There’s plenty of information out there on how to network successfully, but how are you supposed to get in the door and start building that trust? Whether your partner in this task is your biggest role model, a potential customer or just someone you want to connect with, you should consider these six tips.
They’ll help ensure you’re able to make this person’s acquaintance.
1. Focus on your contact, not just yourself.
When you try to get in touch with somebody, don’t make it about you. You can’t just start off with what you want. You’ll look needy and unprofessional, and you most likely won’t get a response.
I get so many messages like, “Hey, check out my company, this is what I need you to do.” But instead, it should be, “Hey, here’s something I can do for you.”

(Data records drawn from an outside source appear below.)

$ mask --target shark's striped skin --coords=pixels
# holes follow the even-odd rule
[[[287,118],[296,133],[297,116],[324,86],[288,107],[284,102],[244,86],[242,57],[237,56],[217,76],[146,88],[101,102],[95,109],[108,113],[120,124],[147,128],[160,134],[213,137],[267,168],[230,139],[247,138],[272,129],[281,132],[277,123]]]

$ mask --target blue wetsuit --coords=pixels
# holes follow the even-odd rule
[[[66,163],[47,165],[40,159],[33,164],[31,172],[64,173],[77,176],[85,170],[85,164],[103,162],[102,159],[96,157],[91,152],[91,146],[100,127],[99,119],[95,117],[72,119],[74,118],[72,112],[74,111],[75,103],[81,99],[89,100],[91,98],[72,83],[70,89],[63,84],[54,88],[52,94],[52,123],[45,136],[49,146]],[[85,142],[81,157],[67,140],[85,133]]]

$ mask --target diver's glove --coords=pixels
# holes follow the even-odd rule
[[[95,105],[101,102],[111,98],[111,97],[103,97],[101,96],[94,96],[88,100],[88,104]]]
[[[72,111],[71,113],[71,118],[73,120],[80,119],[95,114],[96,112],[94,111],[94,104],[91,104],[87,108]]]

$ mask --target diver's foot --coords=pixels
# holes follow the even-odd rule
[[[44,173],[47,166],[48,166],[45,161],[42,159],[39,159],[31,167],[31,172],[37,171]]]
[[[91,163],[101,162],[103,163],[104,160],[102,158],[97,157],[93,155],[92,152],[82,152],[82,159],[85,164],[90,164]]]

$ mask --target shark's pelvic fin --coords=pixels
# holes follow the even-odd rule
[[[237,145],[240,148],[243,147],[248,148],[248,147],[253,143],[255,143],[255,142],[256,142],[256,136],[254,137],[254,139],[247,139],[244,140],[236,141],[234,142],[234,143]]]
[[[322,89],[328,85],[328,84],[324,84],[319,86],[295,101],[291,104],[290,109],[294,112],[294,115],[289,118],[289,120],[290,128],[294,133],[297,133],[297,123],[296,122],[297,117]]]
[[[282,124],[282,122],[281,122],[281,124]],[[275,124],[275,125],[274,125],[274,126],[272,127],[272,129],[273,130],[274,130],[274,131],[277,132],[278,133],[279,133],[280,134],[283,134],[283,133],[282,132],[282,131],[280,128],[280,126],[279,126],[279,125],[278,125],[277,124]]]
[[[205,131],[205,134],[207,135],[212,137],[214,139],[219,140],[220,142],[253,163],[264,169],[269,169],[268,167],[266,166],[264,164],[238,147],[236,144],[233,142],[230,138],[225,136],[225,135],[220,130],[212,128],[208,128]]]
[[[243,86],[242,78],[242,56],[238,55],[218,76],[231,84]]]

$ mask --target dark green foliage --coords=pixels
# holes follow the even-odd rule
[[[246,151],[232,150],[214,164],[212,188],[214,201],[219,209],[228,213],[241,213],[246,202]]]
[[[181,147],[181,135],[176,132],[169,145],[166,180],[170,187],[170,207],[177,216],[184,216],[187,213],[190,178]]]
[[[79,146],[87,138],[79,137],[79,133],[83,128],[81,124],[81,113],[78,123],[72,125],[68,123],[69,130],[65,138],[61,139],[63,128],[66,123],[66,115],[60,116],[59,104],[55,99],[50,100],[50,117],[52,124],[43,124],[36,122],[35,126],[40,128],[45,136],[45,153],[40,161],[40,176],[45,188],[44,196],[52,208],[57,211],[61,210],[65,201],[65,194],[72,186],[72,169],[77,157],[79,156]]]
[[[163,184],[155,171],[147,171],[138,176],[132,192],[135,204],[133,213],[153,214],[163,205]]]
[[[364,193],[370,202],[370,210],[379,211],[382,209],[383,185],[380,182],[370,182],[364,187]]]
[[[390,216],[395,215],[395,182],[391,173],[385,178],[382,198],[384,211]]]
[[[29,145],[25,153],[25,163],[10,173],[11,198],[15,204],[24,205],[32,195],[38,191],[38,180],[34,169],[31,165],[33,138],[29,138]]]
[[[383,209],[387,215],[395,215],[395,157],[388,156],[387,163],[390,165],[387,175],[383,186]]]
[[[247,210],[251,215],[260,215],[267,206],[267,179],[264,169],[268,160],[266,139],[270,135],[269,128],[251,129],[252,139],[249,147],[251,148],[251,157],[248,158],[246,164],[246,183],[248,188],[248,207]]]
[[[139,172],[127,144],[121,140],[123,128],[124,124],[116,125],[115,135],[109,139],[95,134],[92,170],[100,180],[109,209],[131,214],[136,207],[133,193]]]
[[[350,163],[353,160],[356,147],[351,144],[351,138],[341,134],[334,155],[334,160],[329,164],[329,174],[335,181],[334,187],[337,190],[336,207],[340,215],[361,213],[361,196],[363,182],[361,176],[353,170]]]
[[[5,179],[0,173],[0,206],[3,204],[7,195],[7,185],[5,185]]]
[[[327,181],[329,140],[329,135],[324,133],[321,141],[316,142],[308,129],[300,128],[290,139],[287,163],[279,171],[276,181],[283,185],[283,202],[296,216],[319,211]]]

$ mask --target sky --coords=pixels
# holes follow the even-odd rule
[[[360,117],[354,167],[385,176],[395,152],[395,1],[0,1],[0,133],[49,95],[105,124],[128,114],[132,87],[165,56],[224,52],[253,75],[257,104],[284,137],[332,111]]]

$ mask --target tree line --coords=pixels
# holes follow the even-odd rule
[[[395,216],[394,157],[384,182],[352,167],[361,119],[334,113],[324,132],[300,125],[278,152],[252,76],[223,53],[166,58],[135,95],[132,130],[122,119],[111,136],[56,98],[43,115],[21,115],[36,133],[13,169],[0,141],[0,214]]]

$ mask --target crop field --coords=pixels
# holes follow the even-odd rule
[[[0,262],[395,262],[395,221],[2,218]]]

Think about your contact’s needs and how you can help him or her, rather than how this person can help you. How will the or she benefit from connecting with you? The best connections are the ones that are mutually beneficial.
2. Try a bit of flattery.
While this next tip may sound silly, trying a bit of flattery can sometimes be helpful. You’ll want to be careful not to overdo it, but a sincere compliment can have a positive effect. People like compliments. After all, we’re only human.
If you’re contacting someone you look up to, tell this person that he or she inspires you. What impact has this person had on your life? The story you have to tell will probably mean something.
3. Do your research.
If you’re sending out a mass email to all your target contacts, you’re probably not going to get a lot of responses. People can tell when they’re getting a formulaic email, and you can bet they’re going to immediately hit “delete.”
Instead, you have to tailor your communication to the contact you’re reaching out to and show that you’ve done your homework.
For example, if I get an email inviting me to grab a coffee, I’m probably going to ignore it. But if I’m speaking at a conference in Austria and you’re an entrepreneur in that country who says, “I see you’re going to be here next week — can we grab coffee while you’re in town?” that’s a message much more likely to get a response.
4. Be helpful.
The worst question I get asked is, “Is there anything I can do for you?” That’s a loaded question. If you want to offer some kind of help or service, you need to be specific and mention a context.
So, say you’re a designer and you saw my blog. If I didn’t have any custom images, you might say, “Hey, I see you’re blogging. One thing that would be awesome would be custom images.” You could send a sample. That would get you a foot in the door.
5. Identify the gatekeepers.
Whomever you want to get in touch with, you have to know who the gatekeepers are. Some people have assistants or people who check emails, but you might be able to get in touch with your desired contactly directly on Facebook, LinkedIn or another social media site.
Again, do your research to suss out the situation. You may be able to find a better “in” than just cold-emailing the contact.
6. Find the right channel.
If you reach out to me on Facebook Messenger, I’ll never respond. I’ve got an inbox full of people who want something from me. But if you email me, I’m probably going to get back to you. I always include my email in tweets and other messages, so if you do your research, you’ll see that that’s the right channel to get in touch with me.
A while back, I put up a Facebook post that used Taylor Swift lyrics, so I sent it to her. Her social media team loved it, and they shared it with “the Swifties” (their words). But I didn’t want to get in touch with Taylor’s fans. I wanted to get in touch with her.